Just one of these recommendations on its own would be a red flag, but combined, it’s a blaring red alert that Noem’s reported edits would undermine FEMA’s mission and make communities across the country less safe. The worst part is that some council members appear to have tried to provide recommendations that would help disaster survivors and local governments get assistance they need more quickly after a disaster and help people prepare before the next storm. Instead, Secretary Noem is intent on taking us back decades as she helps advance Trump’s authoritarian agenda.
We need you to act
To imagine that one person with zero emergency management experience, Secretary Noem, would undermine a presidential council process and manipulate report recommendations at the last minute because they don’t go far enough to dismantle the very agency the council was meant to help, is not only unethical but tragically par for the course for this Trump administration. Secretary Noem’s report, if it goes forward, is just a continuation of the Trump administration’s attacks on FEMA over this past year and dig a deeper hole for those living on the frontlines of disaster risks.

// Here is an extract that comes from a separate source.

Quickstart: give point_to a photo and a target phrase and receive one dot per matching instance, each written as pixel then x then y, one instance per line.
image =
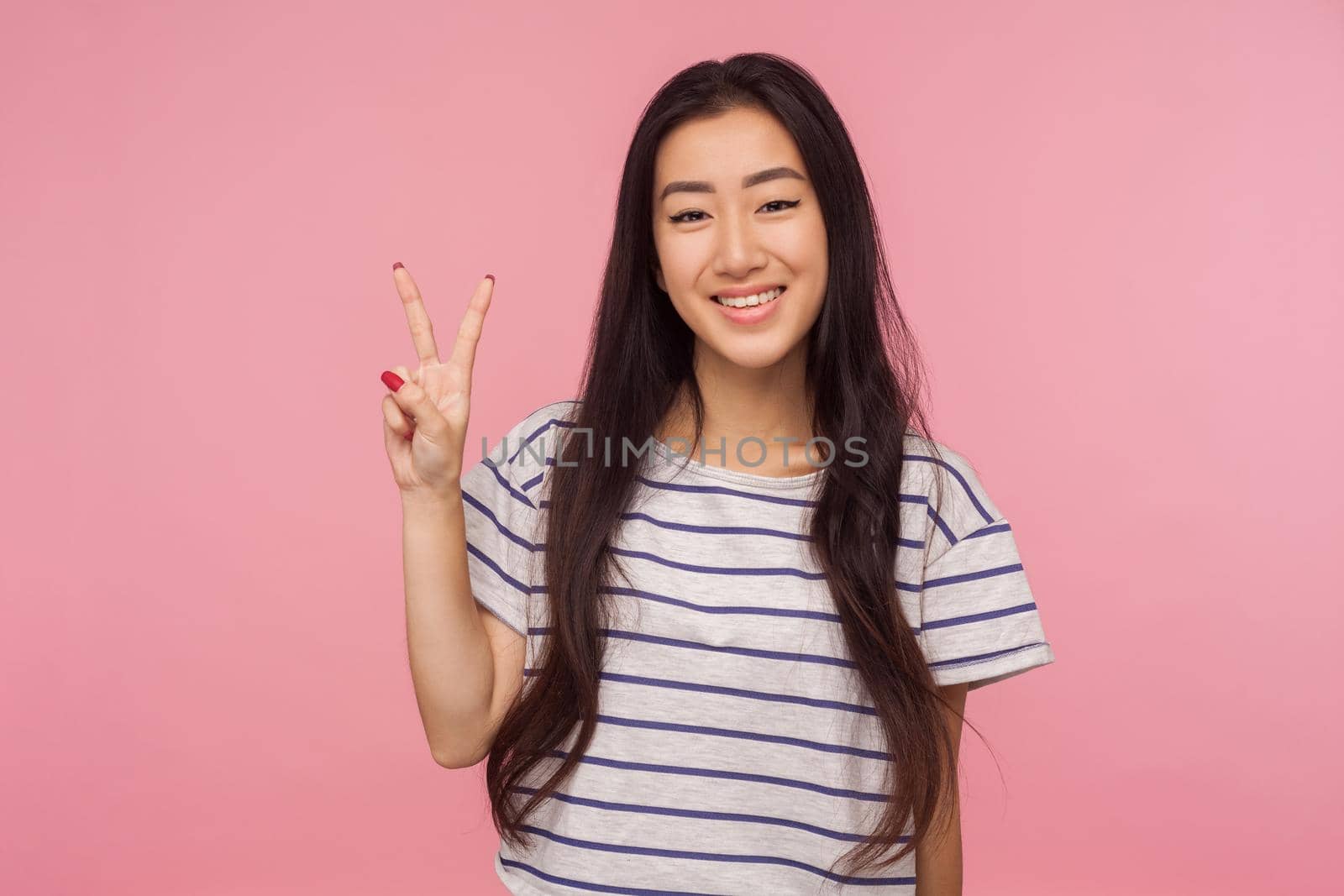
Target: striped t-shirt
pixel 736 752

We must advocate against Secretary Noem’s report recommendations by sending comments to the FEMA review council and to your member of Congress that include:
- A rejection of Secretary Noem’s altered Council report recommendations that are a whiplash reversal of policy that would take FEMA back decades.
- Strong support for the council members’ call for FEMA to be an independent Cabinet-level agency.
- A call for all FEMA grant programs to be reinstated and for FEMA staff to be re-hired and new staff hired immediately.
We also urge Congress to hold DHS Secretary Noem accountable if she moves forward with the unethical manipulation of a presidential council report by holding oversight hearings and demanding Noem’s resignation. Congress must also urge President Trump to finally nominate a qualified FEMA administrator—the agency has suffered enough under a series of incompetent and unqualified acting administrators this year, including former acting administrator David Richardson, who recently resigned and who was nowhere to be found during the tragic Texas floods.